Modules	Version	Task Definition	Running Tasks	CPU	Memory (Soft/Hard limits)	MaxMetaspaceSize	Xmx
mod-data-import	2.6.2	4	1	256	1844/2048	512	1292
mod-data-import-cs	1.15.1	1	2	128	896/1024	128	768
mod-source-record-storage	5.5.2	4	2	1024	1440/1536	512	908
mod-source-record-manager	3.5.6	4	2	1024	3688/4096	512	2048
mod-inventory	19.0.2	7	2	1024	2592/2880	512	1814
mod-inventory-storage	25.0.3	3	2	1024	1952/2208	512	1440
mod-quick-marc	2.5.0	3	1	128	2176/2288	512	1664
okapi	4.14.7	1	3	1024	1440/1684	512	922
mod-feesfines	18.1.1	3	2	128	896/1024	128	768
mod-patron-blocks	1.7.1	4	2	1024	896/1024	128	768
mod-pubsub	2.7.0	4	2	1024	1440/1536	512	922
mod-authtoken	2.12.0	3	2	512	1152/1440	128	922
mod-circulation-storage	15.0.2	3	2	1024	1440/1536	512	896
mod-circulation	23.3.2	3	2	1024	896/1024	128	768
mod-configuration	5.9.0	3	2	128	896/1024	128	768
mod-users	19.0.0	4	2	128	896/1024	128	768
mod-remote-storage	1.7.1	3	2	128	1692/1872	512	1178

Topics setup

Topic	Partitions number
Topic	Baseline	Verification
ncp3.fs09000000.circulation.check-in	10	2
ncp3.fs09000000.circulation.loan	10	2
ncp3.fs09000000.circulation.request	10	2
ncp3.fs09000000.data-export.job.command	50	2
ncp3.fs09000000.data-export.job.update	50	2
ncp3.fs09000000.inventory.async-migration	50	2
ncp3.fs09000000.inventory.authority	50	2
ncp3.fs09000000.inventory.bound-with	50	2
ncp3.fs09000000.inventory.holdings-record	50	2
ncp3.fs09000000.inventory.instance	50	2
ncp3.fs09000000.inventory.instance-contribution	50	2
ncp3.fs09000000.inventory.item	50	2
ncp3.fs09000000.search.instance-contributor	50	2

Methodology/Approach

Conduct necessary commands to return the database to the initial state.

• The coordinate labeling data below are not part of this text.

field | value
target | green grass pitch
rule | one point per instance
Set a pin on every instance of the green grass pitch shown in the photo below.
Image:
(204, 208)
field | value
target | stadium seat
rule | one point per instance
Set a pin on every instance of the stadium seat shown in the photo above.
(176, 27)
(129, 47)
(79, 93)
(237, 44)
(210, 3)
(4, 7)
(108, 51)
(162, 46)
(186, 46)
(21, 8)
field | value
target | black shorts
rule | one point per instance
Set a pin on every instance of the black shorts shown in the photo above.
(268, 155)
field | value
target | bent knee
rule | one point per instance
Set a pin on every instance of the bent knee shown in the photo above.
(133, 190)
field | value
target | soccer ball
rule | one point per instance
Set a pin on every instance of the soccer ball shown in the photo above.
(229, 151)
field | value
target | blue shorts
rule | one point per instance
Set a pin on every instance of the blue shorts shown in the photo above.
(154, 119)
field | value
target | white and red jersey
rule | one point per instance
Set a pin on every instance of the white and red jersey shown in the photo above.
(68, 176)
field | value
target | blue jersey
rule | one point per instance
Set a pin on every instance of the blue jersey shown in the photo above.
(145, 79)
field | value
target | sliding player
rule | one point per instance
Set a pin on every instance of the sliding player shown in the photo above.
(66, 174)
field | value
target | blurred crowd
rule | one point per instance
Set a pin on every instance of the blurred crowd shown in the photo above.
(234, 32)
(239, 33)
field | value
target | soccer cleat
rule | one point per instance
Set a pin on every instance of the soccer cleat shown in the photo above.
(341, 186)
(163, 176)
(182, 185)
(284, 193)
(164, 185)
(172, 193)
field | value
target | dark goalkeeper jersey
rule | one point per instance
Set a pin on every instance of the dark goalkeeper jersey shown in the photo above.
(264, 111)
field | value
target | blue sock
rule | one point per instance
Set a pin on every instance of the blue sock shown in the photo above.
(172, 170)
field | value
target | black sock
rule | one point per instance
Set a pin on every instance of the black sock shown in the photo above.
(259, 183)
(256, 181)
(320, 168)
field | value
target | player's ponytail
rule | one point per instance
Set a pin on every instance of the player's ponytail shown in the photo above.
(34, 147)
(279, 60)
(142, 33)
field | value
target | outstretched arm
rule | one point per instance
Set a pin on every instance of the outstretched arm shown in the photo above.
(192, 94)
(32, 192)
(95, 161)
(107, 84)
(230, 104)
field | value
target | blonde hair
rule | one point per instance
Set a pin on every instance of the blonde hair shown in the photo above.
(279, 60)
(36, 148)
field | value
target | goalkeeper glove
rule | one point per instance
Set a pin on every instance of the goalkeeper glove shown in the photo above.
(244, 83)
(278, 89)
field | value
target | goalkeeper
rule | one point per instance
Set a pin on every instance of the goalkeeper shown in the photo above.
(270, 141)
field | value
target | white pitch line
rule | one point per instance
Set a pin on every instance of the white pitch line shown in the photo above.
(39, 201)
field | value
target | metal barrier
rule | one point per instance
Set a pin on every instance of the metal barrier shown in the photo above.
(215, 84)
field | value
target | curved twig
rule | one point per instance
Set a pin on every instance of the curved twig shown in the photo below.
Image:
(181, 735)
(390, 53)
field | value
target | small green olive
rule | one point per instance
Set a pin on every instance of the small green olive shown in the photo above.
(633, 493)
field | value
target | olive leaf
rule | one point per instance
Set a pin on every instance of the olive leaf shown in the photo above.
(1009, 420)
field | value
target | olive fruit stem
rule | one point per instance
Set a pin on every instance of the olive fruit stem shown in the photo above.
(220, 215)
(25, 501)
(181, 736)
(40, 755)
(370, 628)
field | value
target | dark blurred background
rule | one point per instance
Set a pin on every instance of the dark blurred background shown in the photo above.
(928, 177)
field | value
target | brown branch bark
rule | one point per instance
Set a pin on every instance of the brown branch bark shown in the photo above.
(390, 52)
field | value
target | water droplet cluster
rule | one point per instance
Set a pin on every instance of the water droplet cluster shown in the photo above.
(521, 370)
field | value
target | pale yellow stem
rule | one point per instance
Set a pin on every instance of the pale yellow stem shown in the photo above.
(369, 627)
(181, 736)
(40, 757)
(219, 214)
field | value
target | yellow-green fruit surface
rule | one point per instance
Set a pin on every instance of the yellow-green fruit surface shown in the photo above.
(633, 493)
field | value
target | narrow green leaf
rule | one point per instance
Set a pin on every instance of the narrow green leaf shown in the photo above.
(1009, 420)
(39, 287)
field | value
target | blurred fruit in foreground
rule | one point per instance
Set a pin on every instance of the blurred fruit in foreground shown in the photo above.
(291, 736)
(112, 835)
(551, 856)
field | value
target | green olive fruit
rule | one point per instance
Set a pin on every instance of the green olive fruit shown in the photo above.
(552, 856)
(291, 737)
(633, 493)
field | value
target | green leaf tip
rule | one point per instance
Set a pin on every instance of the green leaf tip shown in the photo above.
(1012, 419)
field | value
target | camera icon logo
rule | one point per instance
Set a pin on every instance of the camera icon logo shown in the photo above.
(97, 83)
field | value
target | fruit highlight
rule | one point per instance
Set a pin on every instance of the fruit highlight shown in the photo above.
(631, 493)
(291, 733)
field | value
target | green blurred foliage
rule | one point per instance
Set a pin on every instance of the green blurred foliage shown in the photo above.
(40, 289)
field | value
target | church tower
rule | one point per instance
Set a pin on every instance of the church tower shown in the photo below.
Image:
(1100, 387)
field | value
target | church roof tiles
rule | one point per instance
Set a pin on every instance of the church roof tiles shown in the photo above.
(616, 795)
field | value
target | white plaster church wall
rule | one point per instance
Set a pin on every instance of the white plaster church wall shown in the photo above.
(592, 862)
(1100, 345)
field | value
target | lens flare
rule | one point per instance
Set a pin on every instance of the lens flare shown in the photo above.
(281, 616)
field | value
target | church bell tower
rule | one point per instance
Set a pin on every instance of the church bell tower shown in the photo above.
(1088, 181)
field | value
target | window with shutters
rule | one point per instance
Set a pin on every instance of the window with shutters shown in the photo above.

Do this before each test run. Wait several minutes before the test start.
Conduct CICO load tests with different number of users + data import.
Change partitions number from 10/50 to 2 for all necessary topics.
Repeat tests.
Compare test results.

Grafana dashboard

CICO tests, 10/50 partitions: http://carrier-io.int.folio.ebsco.com/grafana/d/elIt9zCnz/jmeter-performance-test-copy?orgId=1&var-percentile=95&var-test_type=baseline&var-test=circulation_checkInCheckOut_nolana&var-env=int&var-grouping=1s&var-low_limit=250&var-high_limit=750&var-db_name=jmeter&var-sampler_type=All&from=1673881085512&to=1673890405928

CICO tests, 2 partitions: http://carrier-io.int.folio.ebsco.com/grafana/d/elIt9zCnz/jmeter-performance-test-copy?orgId=1&var-percentile=95&var-test_type=baseline&var-test=circulation_checkInCheckOut_nolana&var-env=int&var-grouping=1s&var-low_limit=250&var-high_limit=750&var-db_name=jmeter&var-sampler_type=All&from=1674032625543&to=1674047619658

Please note that dashboards will expire in 6 weeks since test run.